La crainte d’une pénurie de carburant découlant des conflits au Moyen-Orient alimente les craintes d’une hausse de l’inflation et d’un ralentissement économique. Plusieurs pays ont déployé des stratégies pour réduire leur consommation afin de tenir plus longtemps.
Les pays asiatiques sont les plus à risques, car cette région dépend lourdement du pétrole du Golfe expédié via le détroit d’Ormuz qui reste fermé depuis le début des attaques des Etats-Unis et d’Israël contre l’Iran.
Aux Philippines et au Pakistan, une semaine de travail de quatre jours a été décrétée pour les fonctionnaires afin de réduire la consommation de carburant pour les transports et de l’électricité. Les Vietnamiens sont encouragés à effectuer du télétravail et ils sont exhortés à réduire l’utilisation non-essentielle de leur véhicule.
En Thaïlande, le gouvernement incite les gens à troquer leurs complets contre des t-shirts à manches courtes afin de réduire leur dépendance à la climatisation. Les fonctionnaires sont invités à utiliser les escaliers au lieu de l’ascenseur.

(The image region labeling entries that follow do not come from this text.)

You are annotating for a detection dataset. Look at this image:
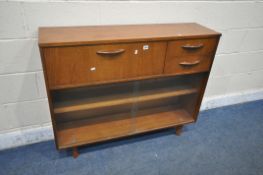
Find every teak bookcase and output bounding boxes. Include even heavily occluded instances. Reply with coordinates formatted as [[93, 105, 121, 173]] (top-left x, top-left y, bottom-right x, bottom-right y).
[[39, 23, 221, 157]]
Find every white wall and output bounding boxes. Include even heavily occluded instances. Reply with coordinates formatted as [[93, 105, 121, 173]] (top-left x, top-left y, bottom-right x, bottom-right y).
[[0, 0, 263, 142]]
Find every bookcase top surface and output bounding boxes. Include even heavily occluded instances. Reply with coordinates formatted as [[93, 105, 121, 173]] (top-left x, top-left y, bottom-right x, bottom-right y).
[[39, 23, 221, 47]]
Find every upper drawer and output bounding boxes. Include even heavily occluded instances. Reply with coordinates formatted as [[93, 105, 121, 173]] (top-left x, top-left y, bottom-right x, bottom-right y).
[[43, 42, 167, 89], [167, 38, 220, 57]]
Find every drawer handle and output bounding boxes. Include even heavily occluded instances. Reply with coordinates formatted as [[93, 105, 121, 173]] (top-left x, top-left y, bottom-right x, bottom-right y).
[[179, 60, 200, 66], [182, 44, 204, 50], [96, 49, 125, 56]]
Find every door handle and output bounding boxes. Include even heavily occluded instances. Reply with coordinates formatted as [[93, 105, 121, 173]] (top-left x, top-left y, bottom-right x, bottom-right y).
[[96, 49, 125, 56], [179, 60, 200, 66]]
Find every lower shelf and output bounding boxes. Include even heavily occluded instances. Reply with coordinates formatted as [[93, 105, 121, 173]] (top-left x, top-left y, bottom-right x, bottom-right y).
[[57, 107, 194, 149]]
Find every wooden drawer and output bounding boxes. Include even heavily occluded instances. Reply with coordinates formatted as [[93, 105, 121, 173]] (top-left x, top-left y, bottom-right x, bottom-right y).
[[43, 42, 167, 89], [164, 38, 217, 74]]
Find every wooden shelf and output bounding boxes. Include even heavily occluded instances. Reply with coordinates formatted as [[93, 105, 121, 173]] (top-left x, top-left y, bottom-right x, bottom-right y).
[[57, 106, 194, 149], [54, 87, 198, 114]]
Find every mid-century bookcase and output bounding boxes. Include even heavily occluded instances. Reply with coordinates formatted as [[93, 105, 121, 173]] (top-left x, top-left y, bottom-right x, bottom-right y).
[[39, 23, 221, 157]]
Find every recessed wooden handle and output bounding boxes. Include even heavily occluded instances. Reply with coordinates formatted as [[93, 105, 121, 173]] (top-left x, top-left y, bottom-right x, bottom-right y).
[[179, 60, 200, 66], [182, 43, 204, 50], [96, 49, 125, 56]]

Au Sri Lanka, le gouvernement a instauré un rationnement hebdomadaire strict du carburant pour une grande majorité de véhicules. Des limites quotidiennes ont été imposées aux ventes de carburant afin d’empêcher le stockage excessif au Bangladesh.
La Chine a imposé l’interdiction temporaire des exportations de carburants raffinés pour protéger l’approvisionnement national. La Corée du Sud a mis en place un plafonnement des prix des carburants domestiques pour la première fois en près de 30 ans.
Elle a aussi augmenté le taux d’utilisation des centrales nucléaires à 80 % afin de réduire la dépendance au pétrole. En Inde, les prix des carburants ont augmenté et le pays recherche des solutions alternatives pour maintenir un approvisionnement stable.